Great question on what to expect weather wise. I looked at some historical weather station data and it is all over the map that time of the year. Here are some averages that might help, though. Boone was the closest station I could find that had comparable elevations as Grandfather/Blowing Rock.

For Lenoir Avg: High-55, Low-33, at 8am last year it was 37 with 7 mph wind.

For Boone Avg: High-53, Low-28-last year on Nov 14 was horrendous-high temps were mid 40's with wind gusts 20-30 mph.

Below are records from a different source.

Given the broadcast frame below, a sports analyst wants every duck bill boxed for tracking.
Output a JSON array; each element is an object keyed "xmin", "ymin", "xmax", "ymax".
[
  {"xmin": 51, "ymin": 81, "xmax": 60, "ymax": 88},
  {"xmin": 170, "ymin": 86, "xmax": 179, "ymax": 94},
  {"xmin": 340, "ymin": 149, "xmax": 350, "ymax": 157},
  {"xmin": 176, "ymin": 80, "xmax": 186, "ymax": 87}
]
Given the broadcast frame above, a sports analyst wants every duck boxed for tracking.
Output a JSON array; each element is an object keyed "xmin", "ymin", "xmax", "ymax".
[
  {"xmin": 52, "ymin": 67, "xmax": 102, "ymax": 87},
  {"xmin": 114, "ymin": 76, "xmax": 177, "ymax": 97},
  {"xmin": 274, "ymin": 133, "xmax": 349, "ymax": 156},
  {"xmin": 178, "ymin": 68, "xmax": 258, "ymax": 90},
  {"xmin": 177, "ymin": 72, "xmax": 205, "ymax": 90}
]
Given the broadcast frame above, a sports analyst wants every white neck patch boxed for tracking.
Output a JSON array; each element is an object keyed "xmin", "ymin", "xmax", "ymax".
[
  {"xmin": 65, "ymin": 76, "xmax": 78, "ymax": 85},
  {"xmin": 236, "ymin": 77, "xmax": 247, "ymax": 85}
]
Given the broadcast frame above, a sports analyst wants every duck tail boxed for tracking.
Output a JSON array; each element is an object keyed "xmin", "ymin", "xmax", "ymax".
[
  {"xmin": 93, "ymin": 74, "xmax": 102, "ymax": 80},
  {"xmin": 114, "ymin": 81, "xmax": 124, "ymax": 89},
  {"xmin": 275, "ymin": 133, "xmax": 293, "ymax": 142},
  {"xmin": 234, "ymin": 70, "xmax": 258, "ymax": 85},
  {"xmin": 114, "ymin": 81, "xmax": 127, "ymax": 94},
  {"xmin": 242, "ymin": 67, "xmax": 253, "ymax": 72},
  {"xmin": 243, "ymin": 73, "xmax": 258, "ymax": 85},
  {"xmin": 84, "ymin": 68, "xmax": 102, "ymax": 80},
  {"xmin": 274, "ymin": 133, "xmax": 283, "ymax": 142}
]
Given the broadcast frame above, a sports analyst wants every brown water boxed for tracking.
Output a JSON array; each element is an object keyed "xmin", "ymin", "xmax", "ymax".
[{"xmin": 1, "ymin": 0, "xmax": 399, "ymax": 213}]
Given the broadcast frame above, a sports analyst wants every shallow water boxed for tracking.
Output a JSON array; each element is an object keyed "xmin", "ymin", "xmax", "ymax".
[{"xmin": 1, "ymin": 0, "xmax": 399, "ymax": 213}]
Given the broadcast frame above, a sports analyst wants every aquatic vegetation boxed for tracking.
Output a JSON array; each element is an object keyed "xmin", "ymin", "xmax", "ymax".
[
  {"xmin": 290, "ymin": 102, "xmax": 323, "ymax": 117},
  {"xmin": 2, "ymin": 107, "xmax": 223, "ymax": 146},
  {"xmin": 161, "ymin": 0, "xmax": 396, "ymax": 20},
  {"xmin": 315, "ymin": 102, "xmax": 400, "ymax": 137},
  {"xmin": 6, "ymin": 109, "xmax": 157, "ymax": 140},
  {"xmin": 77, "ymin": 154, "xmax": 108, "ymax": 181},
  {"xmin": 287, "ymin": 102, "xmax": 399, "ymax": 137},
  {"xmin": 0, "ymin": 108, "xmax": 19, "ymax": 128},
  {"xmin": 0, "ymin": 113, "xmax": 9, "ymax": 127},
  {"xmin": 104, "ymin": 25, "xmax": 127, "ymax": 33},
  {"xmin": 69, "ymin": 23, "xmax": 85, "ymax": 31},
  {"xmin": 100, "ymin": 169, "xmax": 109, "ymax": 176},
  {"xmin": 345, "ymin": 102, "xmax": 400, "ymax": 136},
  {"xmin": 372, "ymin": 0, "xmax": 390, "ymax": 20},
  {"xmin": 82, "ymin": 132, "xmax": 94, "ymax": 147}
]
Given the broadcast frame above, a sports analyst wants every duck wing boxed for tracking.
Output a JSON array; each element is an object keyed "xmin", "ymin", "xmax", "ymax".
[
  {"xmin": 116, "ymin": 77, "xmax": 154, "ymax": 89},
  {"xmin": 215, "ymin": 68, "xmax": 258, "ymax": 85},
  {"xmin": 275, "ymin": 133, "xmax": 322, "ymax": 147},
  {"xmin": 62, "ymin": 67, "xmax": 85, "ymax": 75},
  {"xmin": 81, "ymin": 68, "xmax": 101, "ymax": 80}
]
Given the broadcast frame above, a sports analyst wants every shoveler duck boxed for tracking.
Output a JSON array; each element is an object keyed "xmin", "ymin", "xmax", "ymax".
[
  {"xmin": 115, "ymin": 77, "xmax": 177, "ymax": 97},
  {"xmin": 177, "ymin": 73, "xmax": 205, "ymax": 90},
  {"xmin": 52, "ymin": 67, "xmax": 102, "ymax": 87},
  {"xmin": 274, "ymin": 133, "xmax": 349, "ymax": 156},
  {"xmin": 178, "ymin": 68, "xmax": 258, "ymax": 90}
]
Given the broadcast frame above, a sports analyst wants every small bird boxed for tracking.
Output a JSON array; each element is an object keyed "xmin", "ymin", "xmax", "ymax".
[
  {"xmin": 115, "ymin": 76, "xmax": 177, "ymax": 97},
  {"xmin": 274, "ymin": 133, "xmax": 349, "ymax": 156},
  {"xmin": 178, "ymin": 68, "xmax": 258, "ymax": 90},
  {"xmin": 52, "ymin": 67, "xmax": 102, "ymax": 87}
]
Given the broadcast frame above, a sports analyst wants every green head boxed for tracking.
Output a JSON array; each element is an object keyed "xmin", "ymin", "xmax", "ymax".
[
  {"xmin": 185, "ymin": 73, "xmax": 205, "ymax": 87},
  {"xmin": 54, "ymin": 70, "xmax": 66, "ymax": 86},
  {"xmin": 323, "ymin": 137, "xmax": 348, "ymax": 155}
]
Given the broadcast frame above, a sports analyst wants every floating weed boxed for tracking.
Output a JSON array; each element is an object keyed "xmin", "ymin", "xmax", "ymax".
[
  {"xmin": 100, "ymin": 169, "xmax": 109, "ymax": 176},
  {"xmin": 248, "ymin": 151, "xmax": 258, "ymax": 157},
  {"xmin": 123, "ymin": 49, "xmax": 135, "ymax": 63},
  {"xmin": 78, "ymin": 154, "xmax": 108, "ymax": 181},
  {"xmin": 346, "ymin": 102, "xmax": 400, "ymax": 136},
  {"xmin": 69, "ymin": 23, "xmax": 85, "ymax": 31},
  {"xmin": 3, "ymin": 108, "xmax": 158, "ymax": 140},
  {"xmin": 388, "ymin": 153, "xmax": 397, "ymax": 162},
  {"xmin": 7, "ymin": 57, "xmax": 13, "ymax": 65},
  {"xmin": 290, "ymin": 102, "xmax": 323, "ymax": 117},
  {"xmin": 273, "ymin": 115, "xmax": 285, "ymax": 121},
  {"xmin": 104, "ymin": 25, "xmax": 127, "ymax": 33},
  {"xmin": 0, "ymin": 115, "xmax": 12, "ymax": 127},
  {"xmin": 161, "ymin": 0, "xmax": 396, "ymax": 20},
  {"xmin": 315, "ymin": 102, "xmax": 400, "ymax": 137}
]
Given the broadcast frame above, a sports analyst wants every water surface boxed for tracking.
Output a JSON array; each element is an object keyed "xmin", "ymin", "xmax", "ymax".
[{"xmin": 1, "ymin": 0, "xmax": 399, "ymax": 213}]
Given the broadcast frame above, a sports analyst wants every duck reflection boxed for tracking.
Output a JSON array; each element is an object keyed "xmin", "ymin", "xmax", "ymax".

So, right now I'm thinking at the start the temps could be in the mid to high 30's based on historical averages. Up on the Parkway and Grandfather the temps could be in the low 40's to peaking in the low 50's. Now on top of Grandfather it could be a LOT colder. Let's just hope for no precipitation and a CALM day wind wise.

I don't know about you but I've been trying to stay tuned for Bridge but it's difficult.....I'd be surprised if they have 1/2 the turnout from the original September registration. They made the right call on pushing the event back, though. It just did not make sense to push ahead with the event at that time.

No doubt Nov 14 could be a day primed for watering eyes and running noses with the chilly temps!! I hope you have a terrific ride. Count me out if it's raining-just can't get that motivated this year.......


----------